Chip Foose Draws a Car: What if Carroll Shelby Designed a Fox-body Mustang? (Hagerty)
The Fox-body Mustang was in production from 1979–93, a revolutionary time period in automotive history. By 1987 the 5.0-liter Mustang benefited from technology we now take for granted, including sequential multi-port fuel injection and aerodynamic flush-mount headlights for lower drag. On top of that, revised emissions controls finally allowed impressive performance.
The Fox-body Mustang was available as a convertible or as a hatchback, but the notchback, the third body style available, was the cheapest, lightest, and stiffest variant. The notchback is now one of the most popular and desirable versions of the Fox-body generation.

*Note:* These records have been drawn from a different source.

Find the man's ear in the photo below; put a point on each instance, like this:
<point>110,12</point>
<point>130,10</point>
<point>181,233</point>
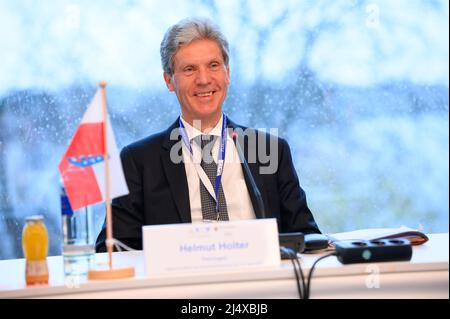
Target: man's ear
<point>169,83</point>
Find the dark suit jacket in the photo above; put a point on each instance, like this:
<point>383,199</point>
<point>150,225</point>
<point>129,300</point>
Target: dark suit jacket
<point>159,191</point>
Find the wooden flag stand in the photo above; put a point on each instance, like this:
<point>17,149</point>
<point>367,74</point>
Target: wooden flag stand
<point>110,273</point>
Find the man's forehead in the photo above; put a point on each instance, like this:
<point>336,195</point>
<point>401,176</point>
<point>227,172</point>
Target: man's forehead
<point>198,51</point>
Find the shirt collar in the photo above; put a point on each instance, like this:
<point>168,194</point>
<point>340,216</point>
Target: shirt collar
<point>192,132</point>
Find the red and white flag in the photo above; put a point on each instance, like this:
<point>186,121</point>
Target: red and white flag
<point>83,168</point>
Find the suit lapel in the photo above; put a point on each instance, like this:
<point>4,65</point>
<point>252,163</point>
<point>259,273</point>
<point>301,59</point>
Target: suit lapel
<point>176,174</point>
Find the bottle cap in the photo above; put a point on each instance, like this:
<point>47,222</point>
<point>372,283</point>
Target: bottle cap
<point>34,218</point>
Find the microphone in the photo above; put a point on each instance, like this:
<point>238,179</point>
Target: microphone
<point>253,186</point>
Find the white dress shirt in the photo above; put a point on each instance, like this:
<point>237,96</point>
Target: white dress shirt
<point>239,205</point>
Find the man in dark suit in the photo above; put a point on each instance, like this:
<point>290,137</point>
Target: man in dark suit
<point>192,172</point>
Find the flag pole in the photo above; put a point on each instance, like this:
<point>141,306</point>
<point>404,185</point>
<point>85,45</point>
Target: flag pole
<point>110,273</point>
<point>109,237</point>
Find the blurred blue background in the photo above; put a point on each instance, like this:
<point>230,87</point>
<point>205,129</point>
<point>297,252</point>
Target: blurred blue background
<point>360,89</point>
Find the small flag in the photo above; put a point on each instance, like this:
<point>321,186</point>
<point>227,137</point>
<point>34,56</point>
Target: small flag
<point>83,167</point>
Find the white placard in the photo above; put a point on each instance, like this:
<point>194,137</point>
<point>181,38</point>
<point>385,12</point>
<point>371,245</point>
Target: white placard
<point>210,246</point>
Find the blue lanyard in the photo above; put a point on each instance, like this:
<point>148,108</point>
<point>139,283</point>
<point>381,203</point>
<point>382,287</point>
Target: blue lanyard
<point>220,157</point>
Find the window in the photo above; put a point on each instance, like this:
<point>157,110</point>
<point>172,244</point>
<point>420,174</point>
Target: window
<point>358,88</point>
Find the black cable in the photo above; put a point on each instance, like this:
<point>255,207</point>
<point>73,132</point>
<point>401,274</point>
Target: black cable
<point>294,259</point>
<point>308,282</point>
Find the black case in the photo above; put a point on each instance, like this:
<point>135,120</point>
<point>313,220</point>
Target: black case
<point>369,251</point>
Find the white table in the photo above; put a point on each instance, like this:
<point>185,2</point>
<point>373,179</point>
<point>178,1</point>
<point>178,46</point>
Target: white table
<point>425,276</point>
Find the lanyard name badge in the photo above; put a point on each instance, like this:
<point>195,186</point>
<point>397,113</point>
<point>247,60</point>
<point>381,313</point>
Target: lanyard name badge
<point>220,161</point>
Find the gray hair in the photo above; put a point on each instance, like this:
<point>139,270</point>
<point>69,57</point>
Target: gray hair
<point>186,31</point>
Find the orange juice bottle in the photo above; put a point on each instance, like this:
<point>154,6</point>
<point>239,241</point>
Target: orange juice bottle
<point>35,248</point>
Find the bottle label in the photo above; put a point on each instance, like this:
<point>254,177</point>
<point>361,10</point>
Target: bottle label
<point>66,209</point>
<point>36,271</point>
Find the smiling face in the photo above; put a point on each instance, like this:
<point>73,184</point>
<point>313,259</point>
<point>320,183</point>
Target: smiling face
<point>200,81</point>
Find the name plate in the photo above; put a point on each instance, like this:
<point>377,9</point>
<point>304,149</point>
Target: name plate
<point>210,246</point>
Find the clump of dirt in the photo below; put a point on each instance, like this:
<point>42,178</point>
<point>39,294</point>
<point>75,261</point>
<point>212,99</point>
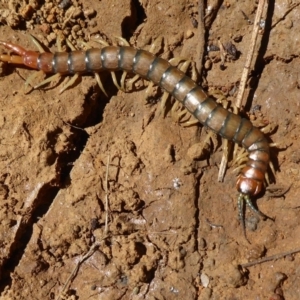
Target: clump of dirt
<point>111,198</point>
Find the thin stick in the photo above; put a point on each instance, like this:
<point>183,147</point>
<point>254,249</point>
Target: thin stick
<point>73,274</point>
<point>273,257</point>
<point>245,73</point>
<point>106,195</point>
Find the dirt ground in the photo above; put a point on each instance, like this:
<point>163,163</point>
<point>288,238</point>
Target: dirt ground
<point>105,198</point>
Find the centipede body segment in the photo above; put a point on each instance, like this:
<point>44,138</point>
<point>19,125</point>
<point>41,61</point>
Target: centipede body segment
<point>230,126</point>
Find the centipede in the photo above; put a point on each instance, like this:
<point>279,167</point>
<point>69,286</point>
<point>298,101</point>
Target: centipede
<point>250,180</point>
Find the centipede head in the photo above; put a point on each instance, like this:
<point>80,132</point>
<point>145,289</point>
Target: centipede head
<point>248,186</point>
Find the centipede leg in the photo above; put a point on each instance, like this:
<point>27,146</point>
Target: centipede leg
<point>98,79</point>
<point>52,79</point>
<point>69,83</point>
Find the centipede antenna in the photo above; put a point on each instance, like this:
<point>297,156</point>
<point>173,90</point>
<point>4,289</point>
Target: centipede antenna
<point>122,41</point>
<point>70,45</point>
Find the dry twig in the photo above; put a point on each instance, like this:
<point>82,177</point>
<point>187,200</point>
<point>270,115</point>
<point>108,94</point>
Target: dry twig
<point>269,258</point>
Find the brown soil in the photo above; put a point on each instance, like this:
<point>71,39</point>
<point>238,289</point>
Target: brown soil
<point>161,240</point>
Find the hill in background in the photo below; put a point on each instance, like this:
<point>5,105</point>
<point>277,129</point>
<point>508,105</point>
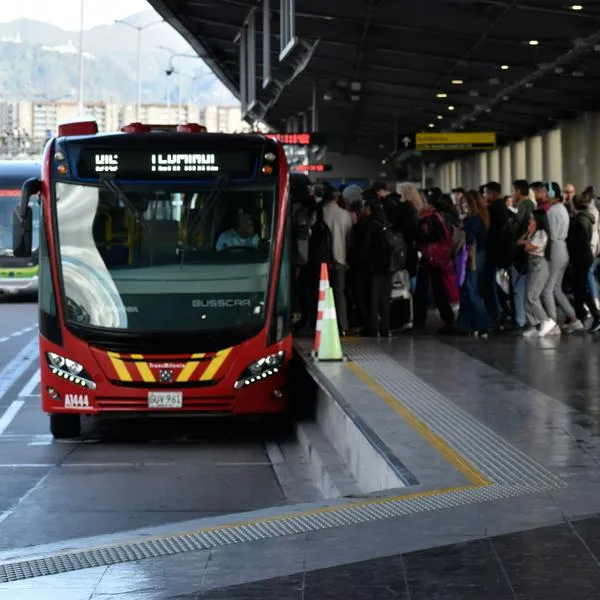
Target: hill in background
<point>40,61</point>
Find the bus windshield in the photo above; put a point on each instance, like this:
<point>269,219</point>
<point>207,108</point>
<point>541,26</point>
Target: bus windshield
<point>148,259</point>
<point>9,200</point>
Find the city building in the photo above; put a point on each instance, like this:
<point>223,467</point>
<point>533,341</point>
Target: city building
<point>35,119</point>
<point>160,114</point>
<point>224,119</point>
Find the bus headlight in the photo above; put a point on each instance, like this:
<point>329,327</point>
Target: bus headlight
<point>261,369</point>
<point>70,370</point>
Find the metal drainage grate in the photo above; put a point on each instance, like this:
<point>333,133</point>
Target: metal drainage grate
<point>250,531</point>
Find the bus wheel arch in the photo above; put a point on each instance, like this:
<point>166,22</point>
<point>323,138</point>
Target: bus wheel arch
<point>65,426</point>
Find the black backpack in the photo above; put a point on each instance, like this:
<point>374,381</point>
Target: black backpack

Let’s see how it takes the subtle tweaks from Chip Foose’s pen.
Chip starts by drawing a Fox-body notch from a roughly front-three-quarter perspective, adding a modest spoiler, a revised quarter window, and a mild ground-effects kit. Before the Fox-body Mustang’s heyday, Lee Iacocca left Ford for Chrysler and took his relationship with Carroll Shelby with him: Chip imagines what could have been if Shelby stuck around to enhance factory Mustangs instead of turbo Chryslers. The proposed Shelby Fox-body Mustang includes wheels that are similar to the 1967–68 Shelby aluminum alloys but are larger and yield a better stance. Foose decks out the Mustang with racing stripes, a more aggressive front bumper, a hood scoop, and graphics befitting the Shelby brand.
It’s a shame that Carroll Shelby couldn’t make a Fox-body Mustang. Did Chip make one worthy of the legendary name?